Other risk factors for dementia and AD were replicated across all studies, including older age, depression, and diagnoses of diabetes mellitus and stroke. As in all observational pharmacoepidemiological studies, indication bias may be skewing these results to suggest that PPIs are not detrimental to cognition. The current analysis found that PPI users were at higher risk of dementia due to their higher frequency of cardiovascular disease, hypertension, diabetes mellitus, and depression. Hence, it is unlikely that the observation was related to a bias to prescribing PPIs to healthier individuals. It is possible that the PPI users, because of the greater frequency of cardiovascular risk factors, received better health care than non-PPI users. This, in turn, could have reduced their risk of dementia.
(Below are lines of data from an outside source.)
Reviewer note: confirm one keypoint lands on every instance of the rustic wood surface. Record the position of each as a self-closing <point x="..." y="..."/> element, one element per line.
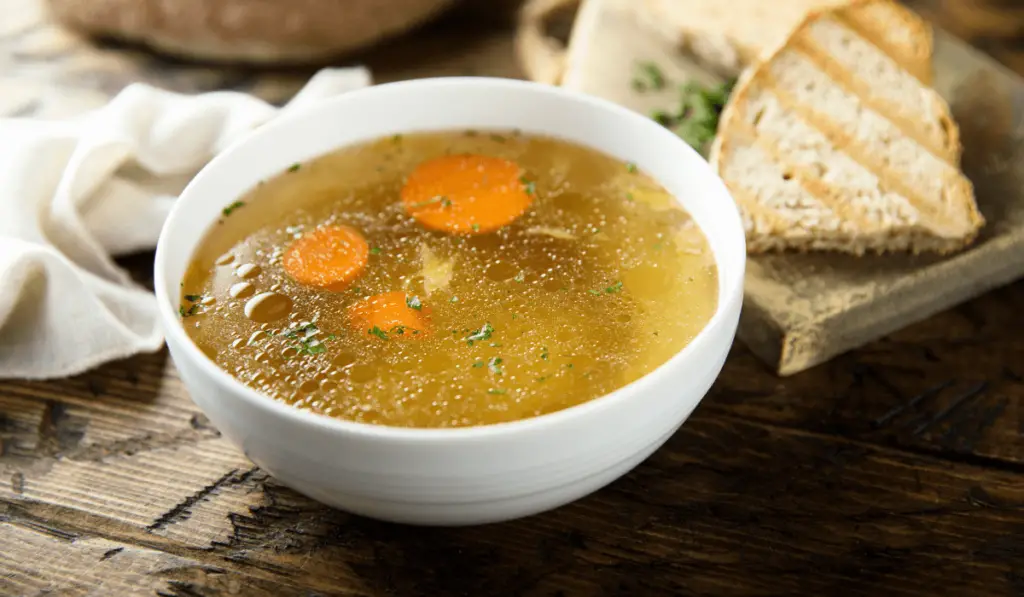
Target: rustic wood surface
<point x="897" y="469"/>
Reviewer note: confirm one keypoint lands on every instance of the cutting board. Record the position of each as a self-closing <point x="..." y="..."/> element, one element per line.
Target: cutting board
<point x="801" y="310"/>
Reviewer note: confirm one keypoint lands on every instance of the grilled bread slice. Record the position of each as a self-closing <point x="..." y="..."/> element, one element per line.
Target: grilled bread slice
<point x="733" y="34"/>
<point x="830" y="143"/>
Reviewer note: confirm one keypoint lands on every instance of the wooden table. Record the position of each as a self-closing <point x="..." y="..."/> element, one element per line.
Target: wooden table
<point x="894" y="470"/>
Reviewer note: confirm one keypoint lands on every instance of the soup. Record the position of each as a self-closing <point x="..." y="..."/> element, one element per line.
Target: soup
<point x="449" y="280"/>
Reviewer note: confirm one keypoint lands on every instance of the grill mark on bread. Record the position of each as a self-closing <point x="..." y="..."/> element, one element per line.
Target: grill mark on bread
<point x="896" y="156"/>
<point x="844" y="143"/>
<point x="866" y="167"/>
<point x="875" y="23"/>
<point x="872" y="204"/>
<point x="936" y="138"/>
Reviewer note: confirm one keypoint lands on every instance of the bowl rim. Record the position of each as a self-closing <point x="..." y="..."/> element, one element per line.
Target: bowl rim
<point x="175" y="332"/>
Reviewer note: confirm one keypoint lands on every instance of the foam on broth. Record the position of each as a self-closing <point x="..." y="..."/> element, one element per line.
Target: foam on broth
<point x="601" y="281"/>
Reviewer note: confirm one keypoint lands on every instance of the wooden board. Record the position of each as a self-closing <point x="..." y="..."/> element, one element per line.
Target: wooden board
<point x="801" y="310"/>
<point x="895" y="469"/>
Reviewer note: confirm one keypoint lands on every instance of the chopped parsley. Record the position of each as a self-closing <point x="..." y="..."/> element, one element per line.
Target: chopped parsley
<point x="305" y="341"/>
<point x="616" y="287"/>
<point x="647" y="75"/>
<point x="227" y="210"/>
<point x="695" y="117"/>
<point x="482" y="334"/>
<point x="189" y="311"/>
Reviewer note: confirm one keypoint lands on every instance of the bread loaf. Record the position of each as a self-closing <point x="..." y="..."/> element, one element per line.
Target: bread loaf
<point x="730" y="35"/>
<point x="264" y="32"/>
<point x="832" y="143"/>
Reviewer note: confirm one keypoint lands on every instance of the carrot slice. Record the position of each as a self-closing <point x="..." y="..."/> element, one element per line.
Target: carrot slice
<point x="330" y="257"/>
<point x="389" y="315"/>
<point x="466" y="195"/>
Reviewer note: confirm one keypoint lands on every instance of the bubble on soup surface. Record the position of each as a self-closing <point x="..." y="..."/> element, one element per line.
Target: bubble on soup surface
<point x="247" y="270"/>
<point x="241" y="290"/>
<point x="267" y="306"/>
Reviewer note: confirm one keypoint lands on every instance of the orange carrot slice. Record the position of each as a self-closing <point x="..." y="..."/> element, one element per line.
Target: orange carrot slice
<point x="389" y="315"/>
<point x="466" y="195"/>
<point x="330" y="257"/>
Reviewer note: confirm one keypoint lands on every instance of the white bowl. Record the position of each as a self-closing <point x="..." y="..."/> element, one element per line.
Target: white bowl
<point x="475" y="474"/>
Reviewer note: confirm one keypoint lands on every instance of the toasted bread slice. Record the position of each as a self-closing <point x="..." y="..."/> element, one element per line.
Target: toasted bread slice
<point x="830" y="143"/>
<point x="733" y="34"/>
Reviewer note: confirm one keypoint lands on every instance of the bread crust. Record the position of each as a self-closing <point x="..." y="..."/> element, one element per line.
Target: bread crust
<point x="260" y="32"/>
<point x="767" y="231"/>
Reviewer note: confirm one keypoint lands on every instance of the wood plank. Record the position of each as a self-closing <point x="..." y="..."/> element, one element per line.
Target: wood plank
<point x="865" y="476"/>
<point x="811" y="510"/>
<point x="58" y="562"/>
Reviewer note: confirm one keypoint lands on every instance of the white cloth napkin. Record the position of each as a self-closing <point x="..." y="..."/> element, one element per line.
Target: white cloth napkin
<point x="75" y="194"/>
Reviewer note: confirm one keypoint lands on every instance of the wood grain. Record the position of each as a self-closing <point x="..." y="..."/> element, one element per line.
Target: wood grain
<point x="897" y="469"/>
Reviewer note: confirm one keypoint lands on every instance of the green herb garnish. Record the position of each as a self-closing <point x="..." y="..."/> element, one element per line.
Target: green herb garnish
<point x="695" y="118"/>
<point x="189" y="311"/>
<point x="647" y="75"/>
<point x="437" y="199"/>
<point x="227" y="210"/>
<point x="482" y="334"/>
<point x="305" y="341"/>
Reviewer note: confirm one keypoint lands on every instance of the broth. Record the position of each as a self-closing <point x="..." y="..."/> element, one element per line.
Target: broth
<point x="600" y="280"/>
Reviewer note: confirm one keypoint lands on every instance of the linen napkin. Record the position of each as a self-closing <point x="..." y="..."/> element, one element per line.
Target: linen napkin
<point x="75" y="194"/>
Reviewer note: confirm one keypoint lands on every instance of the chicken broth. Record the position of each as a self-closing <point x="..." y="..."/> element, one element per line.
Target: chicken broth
<point x="449" y="280"/>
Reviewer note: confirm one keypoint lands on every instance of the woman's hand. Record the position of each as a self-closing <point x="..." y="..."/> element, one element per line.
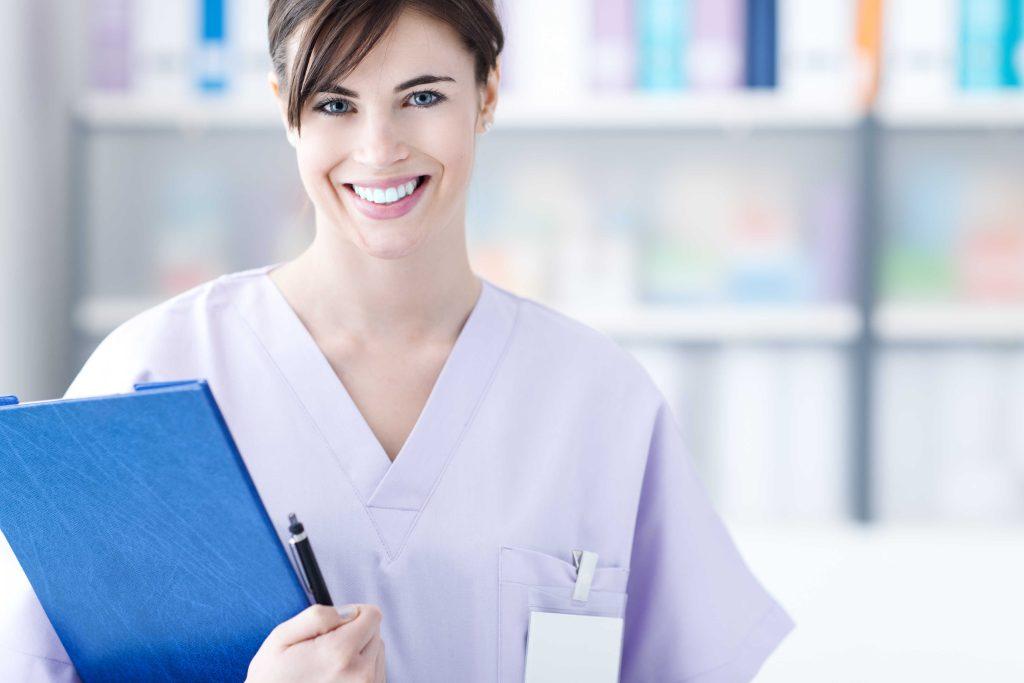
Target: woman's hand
<point x="320" y="645"/>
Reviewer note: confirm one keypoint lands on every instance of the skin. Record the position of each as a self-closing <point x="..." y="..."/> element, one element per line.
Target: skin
<point x="384" y="300"/>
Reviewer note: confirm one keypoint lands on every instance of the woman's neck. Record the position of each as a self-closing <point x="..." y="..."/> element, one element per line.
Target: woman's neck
<point x="339" y="291"/>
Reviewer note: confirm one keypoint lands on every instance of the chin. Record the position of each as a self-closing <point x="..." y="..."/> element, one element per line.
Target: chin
<point x="389" y="246"/>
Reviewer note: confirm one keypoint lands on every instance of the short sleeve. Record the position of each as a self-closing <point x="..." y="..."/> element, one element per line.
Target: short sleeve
<point x="30" y="648"/>
<point x="695" y="612"/>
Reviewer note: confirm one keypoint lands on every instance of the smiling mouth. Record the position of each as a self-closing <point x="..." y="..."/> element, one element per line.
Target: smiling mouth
<point x="421" y="181"/>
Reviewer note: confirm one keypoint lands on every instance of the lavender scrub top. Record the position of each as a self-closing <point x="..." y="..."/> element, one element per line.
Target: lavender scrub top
<point x="540" y="436"/>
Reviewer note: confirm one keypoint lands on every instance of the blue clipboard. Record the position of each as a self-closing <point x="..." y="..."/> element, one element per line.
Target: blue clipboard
<point x="142" y="535"/>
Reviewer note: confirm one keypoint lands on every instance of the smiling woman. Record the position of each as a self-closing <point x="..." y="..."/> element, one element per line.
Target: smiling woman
<point x="496" y="487"/>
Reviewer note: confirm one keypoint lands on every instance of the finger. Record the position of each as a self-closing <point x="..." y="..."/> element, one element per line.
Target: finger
<point x="310" y="623"/>
<point x="370" y="651"/>
<point x="357" y="633"/>
<point x="369" y="658"/>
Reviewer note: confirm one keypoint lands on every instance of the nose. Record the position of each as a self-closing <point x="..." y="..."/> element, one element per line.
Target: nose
<point x="379" y="142"/>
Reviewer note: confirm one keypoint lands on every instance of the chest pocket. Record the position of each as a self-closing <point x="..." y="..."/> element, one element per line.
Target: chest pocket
<point x="531" y="581"/>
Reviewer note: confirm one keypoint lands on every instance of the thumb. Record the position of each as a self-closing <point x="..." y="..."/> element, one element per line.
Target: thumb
<point x="348" y="612"/>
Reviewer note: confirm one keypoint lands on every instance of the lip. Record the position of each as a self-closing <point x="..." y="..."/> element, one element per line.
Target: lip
<point x="390" y="182"/>
<point x="395" y="210"/>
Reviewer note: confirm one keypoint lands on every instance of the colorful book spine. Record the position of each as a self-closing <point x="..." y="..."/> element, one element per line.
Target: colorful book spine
<point x="920" y="45"/>
<point x="987" y="44"/>
<point x="213" y="60"/>
<point x="868" y="50"/>
<point x="111" y="44"/>
<point x="761" y="62"/>
<point x="247" y="27"/>
<point x="716" y="54"/>
<point x="550" y="45"/>
<point x="662" y="36"/>
<point x="614" y="52"/>
<point x="816" y="48"/>
<point x="1016" y="43"/>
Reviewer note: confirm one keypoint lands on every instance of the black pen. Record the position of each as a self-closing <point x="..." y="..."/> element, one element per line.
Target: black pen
<point x="313" y="580"/>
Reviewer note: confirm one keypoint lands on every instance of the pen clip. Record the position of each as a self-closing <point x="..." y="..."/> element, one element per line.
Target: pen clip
<point x="299" y="569"/>
<point x="585" y="562"/>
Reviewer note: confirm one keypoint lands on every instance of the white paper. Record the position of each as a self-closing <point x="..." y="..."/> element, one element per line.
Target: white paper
<point x="582" y="648"/>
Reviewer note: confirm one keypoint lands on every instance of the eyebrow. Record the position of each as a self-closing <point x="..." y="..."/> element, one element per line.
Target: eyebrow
<point x="412" y="83"/>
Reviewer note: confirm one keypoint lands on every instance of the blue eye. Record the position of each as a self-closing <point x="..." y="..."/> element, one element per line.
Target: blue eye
<point x="433" y="97"/>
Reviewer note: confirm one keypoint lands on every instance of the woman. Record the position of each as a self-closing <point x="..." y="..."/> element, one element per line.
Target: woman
<point x="448" y="443"/>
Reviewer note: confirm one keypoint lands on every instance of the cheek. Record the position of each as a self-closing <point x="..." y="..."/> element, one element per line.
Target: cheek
<point x="453" y="146"/>
<point x="315" y="158"/>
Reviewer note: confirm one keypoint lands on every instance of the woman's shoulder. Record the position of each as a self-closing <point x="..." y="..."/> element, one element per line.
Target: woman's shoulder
<point x="569" y="345"/>
<point x="163" y="338"/>
<point x="193" y="306"/>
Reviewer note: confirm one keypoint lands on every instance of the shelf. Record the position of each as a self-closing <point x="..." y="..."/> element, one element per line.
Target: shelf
<point x="996" y="110"/>
<point x="811" y="324"/>
<point x="818" y="324"/>
<point x="949" y="324"/>
<point x="740" y="110"/>
<point x="98" y="316"/>
<point x="115" y="112"/>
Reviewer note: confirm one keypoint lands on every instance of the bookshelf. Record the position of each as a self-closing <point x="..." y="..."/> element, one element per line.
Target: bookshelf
<point x="804" y="118"/>
<point x="750" y="110"/>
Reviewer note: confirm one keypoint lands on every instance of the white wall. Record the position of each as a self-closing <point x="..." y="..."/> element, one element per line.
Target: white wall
<point x="37" y="83"/>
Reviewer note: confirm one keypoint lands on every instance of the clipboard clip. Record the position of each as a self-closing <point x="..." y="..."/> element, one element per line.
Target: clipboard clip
<point x="585" y="562"/>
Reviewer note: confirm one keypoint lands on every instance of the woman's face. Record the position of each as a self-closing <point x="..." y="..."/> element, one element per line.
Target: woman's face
<point x="378" y="133"/>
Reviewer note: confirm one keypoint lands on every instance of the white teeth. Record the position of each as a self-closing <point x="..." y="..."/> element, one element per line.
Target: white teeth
<point x="388" y="195"/>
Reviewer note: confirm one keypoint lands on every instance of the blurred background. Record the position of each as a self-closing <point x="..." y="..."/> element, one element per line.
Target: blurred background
<point x="805" y="217"/>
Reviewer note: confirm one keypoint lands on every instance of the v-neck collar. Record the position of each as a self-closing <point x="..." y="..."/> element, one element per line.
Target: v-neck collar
<point x="393" y="493"/>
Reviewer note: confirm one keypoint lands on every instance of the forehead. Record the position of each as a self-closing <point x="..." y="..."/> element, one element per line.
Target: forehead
<point x="414" y="42"/>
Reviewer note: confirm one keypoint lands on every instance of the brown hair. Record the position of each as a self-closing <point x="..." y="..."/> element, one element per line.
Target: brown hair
<point x="321" y="59"/>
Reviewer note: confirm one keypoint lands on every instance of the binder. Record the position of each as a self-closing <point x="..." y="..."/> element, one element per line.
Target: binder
<point x="145" y="541"/>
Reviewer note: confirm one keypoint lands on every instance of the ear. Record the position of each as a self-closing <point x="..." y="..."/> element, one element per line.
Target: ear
<point x="488" y="102"/>
<point x="271" y="78"/>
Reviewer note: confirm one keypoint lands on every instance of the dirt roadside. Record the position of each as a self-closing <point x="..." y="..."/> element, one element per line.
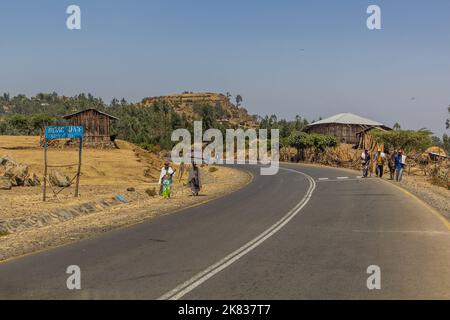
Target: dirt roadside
<point x="27" y="224"/>
<point x="225" y="181"/>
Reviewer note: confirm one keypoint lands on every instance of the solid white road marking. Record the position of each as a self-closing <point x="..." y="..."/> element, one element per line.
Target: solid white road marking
<point x="210" y="272"/>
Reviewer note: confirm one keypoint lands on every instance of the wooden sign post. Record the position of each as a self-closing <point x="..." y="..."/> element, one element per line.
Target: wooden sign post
<point x="53" y="133"/>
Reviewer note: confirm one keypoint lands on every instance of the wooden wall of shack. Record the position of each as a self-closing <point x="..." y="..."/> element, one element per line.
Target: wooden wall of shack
<point x="344" y="133"/>
<point x="97" y="127"/>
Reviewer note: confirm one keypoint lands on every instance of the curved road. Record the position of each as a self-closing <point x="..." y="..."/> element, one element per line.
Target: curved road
<point x="306" y="233"/>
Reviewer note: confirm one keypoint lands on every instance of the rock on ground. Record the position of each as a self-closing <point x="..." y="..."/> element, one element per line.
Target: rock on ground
<point x="5" y="183"/>
<point x="59" y="180"/>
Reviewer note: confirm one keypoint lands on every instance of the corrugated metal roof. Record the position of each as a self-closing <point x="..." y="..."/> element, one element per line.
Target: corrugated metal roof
<point x="348" y="118"/>
<point x="103" y="113"/>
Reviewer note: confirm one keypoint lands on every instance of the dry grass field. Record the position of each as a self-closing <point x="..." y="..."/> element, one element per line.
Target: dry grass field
<point x="105" y="174"/>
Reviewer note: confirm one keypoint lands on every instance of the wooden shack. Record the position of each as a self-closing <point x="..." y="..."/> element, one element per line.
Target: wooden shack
<point x="346" y="127"/>
<point x="97" y="126"/>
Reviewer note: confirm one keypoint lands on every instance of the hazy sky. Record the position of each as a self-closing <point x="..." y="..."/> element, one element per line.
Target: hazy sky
<point x="313" y="58"/>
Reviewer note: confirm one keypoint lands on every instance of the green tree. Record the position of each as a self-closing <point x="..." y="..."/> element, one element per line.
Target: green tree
<point x="407" y="140"/>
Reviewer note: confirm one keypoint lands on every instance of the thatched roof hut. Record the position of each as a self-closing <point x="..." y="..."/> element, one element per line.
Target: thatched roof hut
<point x="96" y="124"/>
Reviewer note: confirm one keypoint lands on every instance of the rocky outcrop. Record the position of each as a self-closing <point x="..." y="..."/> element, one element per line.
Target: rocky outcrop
<point x="17" y="174"/>
<point x="5" y="184"/>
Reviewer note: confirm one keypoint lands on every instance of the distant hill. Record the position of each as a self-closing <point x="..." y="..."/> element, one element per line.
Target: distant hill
<point x="190" y="105"/>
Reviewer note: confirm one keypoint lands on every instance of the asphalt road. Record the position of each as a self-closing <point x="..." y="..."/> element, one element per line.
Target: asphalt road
<point x="302" y="234"/>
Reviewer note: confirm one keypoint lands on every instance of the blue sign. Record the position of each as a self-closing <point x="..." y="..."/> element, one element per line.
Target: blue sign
<point x="64" y="133"/>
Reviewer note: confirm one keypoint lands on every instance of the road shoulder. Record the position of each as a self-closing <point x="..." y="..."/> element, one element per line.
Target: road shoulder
<point x="227" y="180"/>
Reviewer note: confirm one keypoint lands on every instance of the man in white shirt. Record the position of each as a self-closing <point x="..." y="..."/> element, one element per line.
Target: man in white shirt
<point x="166" y="177"/>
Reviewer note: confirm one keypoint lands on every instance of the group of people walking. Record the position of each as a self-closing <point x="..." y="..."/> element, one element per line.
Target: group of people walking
<point x="167" y="175"/>
<point x="396" y="163"/>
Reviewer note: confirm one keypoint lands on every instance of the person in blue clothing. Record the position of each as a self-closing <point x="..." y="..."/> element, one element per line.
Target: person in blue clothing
<point x="399" y="165"/>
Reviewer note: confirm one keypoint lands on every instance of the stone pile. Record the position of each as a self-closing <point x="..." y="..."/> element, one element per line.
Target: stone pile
<point x="13" y="174"/>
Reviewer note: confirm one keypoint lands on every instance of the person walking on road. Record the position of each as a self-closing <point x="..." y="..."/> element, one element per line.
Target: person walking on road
<point x="166" y="180"/>
<point x="400" y="162"/>
<point x="380" y="159"/>
<point x="365" y="157"/>
<point x="391" y="164"/>
<point x="194" y="180"/>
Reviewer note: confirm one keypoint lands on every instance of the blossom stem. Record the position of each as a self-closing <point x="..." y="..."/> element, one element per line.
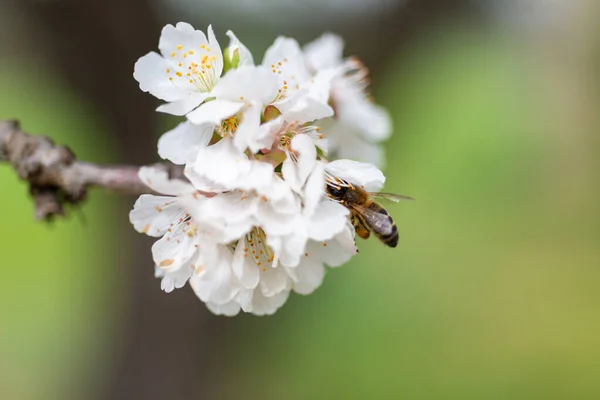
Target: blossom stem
<point x="57" y="178"/>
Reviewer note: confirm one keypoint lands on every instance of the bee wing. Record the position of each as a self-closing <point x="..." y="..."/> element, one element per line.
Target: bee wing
<point x="390" y="196"/>
<point x="381" y="223"/>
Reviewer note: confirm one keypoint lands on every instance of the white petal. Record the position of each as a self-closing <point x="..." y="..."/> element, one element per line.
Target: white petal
<point x="158" y="180"/>
<point x="324" y="52"/>
<point x="365" y="175"/>
<point x="176" y="279"/>
<point x="176" y="249"/>
<point x="183" y="34"/>
<point x="248" y="83"/>
<point x="274" y="223"/>
<point x="216" y="50"/>
<point x="372" y="120"/>
<point x="328" y="220"/>
<point x="153" y="214"/>
<point x="296" y="173"/>
<point x="221" y="163"/>
<point x="290" y="248"/>
<point x="183" y="105"/>
<point x="347" y="142"/>
<point x="245" y="270"/>
<point x="214" y="112"/>
<point x="248" y="131"/>
<point x="150" y="72"/>
<point x="310" y="273"/>
<point x="285" y="56"/>
<point x="337" y="251"/>
<point x="228" y="309"/>
<point x="262" y="305"/>
<point x="180" y="145"/>
<point x="304" y="108"/>
<point x="245" y="56"/>
<point x="315" y="189"/>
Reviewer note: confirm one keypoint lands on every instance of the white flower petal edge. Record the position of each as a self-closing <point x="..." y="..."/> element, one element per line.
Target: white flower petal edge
<point x="180" y="145"/>
<point x="245" y="56"/>
<point x="366" y="175"/>
<point x="324" y="52"/>
<point x="185" y="72"/>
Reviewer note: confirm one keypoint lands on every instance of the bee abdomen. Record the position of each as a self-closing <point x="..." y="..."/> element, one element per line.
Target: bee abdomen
<point x="391" y="238"/>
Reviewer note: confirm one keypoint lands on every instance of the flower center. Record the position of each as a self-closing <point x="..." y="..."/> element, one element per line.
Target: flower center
<point x="229" y="126"/>
<point x="255" y="245"/>
<point x="288" y="83"/>
<point x="289" y="130"/>
<point x="193" y="69"/>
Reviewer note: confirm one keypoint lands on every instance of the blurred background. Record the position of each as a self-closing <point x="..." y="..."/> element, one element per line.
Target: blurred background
<point x="492" y="292"/>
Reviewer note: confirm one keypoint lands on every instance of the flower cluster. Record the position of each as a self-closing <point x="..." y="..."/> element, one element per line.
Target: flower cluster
<point x="253" y="221"/>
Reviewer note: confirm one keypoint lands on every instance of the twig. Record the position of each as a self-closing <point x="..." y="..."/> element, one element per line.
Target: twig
<point x="57" y="178"/>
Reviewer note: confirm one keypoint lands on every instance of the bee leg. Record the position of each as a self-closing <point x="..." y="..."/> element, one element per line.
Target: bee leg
<point x="359" y="226"/>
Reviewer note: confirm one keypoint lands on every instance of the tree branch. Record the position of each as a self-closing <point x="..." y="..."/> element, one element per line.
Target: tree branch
<point x="57" y="178"/>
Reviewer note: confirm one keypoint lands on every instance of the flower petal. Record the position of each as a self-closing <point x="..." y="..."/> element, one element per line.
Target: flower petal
<point x="295" y="173"/>
<point x="176" y="249"/>
<point x="153" y="214"/>
<point x="180" y="145"/>
<point x="228" y="309"/>
<point x="247" y="83"/>
<point x="245" y="56"/>
<point x="324" y="52"/>
<point x="245" y="270"/>
<point x="214" y="112"/>
<point x="328" y="220"/>
<point x="365" y="175"/>
<point x="310" y="273"/>
<point x="213" y="283"/>
<point x="183" y="105"/>
<point x="149" y="71"/>
<point x="158" y="180"/>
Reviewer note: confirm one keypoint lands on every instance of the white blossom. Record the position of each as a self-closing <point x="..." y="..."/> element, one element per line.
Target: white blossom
<point x="186" y="70"/>
<point x="253" y="222"/>
<point x="359" y="125"/>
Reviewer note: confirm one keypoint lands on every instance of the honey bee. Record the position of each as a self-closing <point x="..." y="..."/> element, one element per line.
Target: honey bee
<point x="366" y="215"/>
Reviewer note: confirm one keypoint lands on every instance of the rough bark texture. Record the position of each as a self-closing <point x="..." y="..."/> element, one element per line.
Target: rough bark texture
<point x="57" y="178"/>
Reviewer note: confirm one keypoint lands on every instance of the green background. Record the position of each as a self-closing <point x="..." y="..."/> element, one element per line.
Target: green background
<point x="490" y="294"/>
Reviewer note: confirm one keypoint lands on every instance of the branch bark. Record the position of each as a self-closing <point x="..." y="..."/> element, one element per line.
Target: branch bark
<point x="57" y="178"/>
The current findings do not support that PPIs are associated with greater risk of dementia despite mechanisms proposed as to why they should be. It has been hypothesized that PPIs are associated with higher beta amyloid levels, which are involved in the pathogenesis of AD. Higher beta amyloid levels were observed in an amyloid cell model and in mice after PPI treatment.[16] A human clinical trial demonstrating changes in cognitive functioning and cerebrospinal fluid and neuroimaging biomarkers of AD linked to PPI use would support these findings. Another potential mechanism involves the role of vitamin B12, given findings of an association between use of PPIs and vitamin B12 deficiency.[17] Certain PPIs, including lansoprazole and omeprazole, have been found to cross the blood–brain barrier, demonstrating that they directly affect the brain.[18,19] Caution needs to be exercised when speculating about the effect of PPIs on brain functioning until a randomized, prospective clinical trial elucidates the effect of PPIs on cognition.